This is just the opinion of your dictionary. According to the KRADFILE, 出 has these radicals:
# K R A D F I L E
# Copyright 2001/2005 Michael Raine, James Breen and the Electronic
# Dictionary Research & Development Group at Monash University.
# See: http://www.csse.monash.edu.au/groups/edrdg/licence.html
# for permissions for use and redistribution.
[ ... big snip ... ]
出 : ｜ 山
[ ... bigger snip ... ]
So, "vertical stick" and mountain are the radicals according to this source, which is located here: http://www.csse.monash.edu.au/~jwb/kradinf.html
Actually, a better terminology is radical plus components. A kanji is understood to have one primary component. This is called the radical. The others are components.

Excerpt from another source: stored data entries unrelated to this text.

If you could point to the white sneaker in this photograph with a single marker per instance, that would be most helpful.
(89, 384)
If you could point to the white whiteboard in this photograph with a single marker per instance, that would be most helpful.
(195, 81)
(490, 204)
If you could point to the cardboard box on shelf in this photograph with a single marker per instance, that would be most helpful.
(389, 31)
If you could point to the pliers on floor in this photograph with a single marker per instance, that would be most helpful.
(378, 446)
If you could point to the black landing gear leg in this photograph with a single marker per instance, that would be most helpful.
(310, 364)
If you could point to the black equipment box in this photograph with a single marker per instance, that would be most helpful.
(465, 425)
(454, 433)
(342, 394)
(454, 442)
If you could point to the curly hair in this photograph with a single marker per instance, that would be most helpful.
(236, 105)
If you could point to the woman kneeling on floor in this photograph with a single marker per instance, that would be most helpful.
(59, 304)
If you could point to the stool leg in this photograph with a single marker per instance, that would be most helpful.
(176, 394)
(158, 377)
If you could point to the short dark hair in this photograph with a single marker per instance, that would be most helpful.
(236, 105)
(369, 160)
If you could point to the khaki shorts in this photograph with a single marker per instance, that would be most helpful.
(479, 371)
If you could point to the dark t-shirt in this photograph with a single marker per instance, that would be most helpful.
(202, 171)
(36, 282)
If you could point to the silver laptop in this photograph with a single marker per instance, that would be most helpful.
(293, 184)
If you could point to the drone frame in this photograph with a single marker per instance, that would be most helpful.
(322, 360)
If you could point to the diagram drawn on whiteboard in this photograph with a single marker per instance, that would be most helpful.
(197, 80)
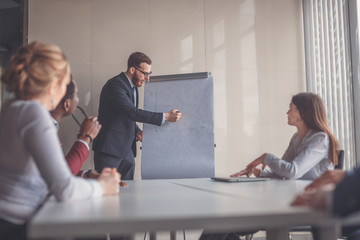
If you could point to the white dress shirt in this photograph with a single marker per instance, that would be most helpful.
(304, 159)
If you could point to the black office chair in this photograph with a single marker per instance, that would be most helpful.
(340, 166)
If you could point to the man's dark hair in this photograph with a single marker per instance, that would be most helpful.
(137, 58)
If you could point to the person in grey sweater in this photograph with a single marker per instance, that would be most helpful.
(312, 150)
(32, 164)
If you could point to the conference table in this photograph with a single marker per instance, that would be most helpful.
(175, 204)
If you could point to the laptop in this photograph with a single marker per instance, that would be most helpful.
(239, 179)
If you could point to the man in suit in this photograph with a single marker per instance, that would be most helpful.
(336, 191)
(115, 145)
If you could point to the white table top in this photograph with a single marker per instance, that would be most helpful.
(155, 205)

So kradfile says ｜ is the radical, and the kanjidic agrees. The latter states that this character has the No. 2 radical. This No. 2 refers to the Kang-Xi 214 radical index.
See: http://en.wikipedia.org/wiki/List_of_Kangxi_radicals . Here you can learn the name of that No. 2 stick in Chinese and Japanese.
Wictionary assigns a different radical from Kanjidic: http://en.wiktionary.org/wiki/%E5%87%BA . They cite Radical No. 17, 凵 . This opinion is justifiable. When we draw the kanji, we make that shape first, then the vertical line, and then the bottom box.
Offline source: Jack Halpern's The Kodansha Kanji Learner's Dictionary sides with Wictionary: it assigns Radical 17 also.
Unicode Unihan data: http://www.unicode.org/cgi-bin/GetUnihanData.pl?codepoint=51FA
Radical 17, again.
However, 冂 as a radical or component of 出? Nonsensical. Perhaps a typo.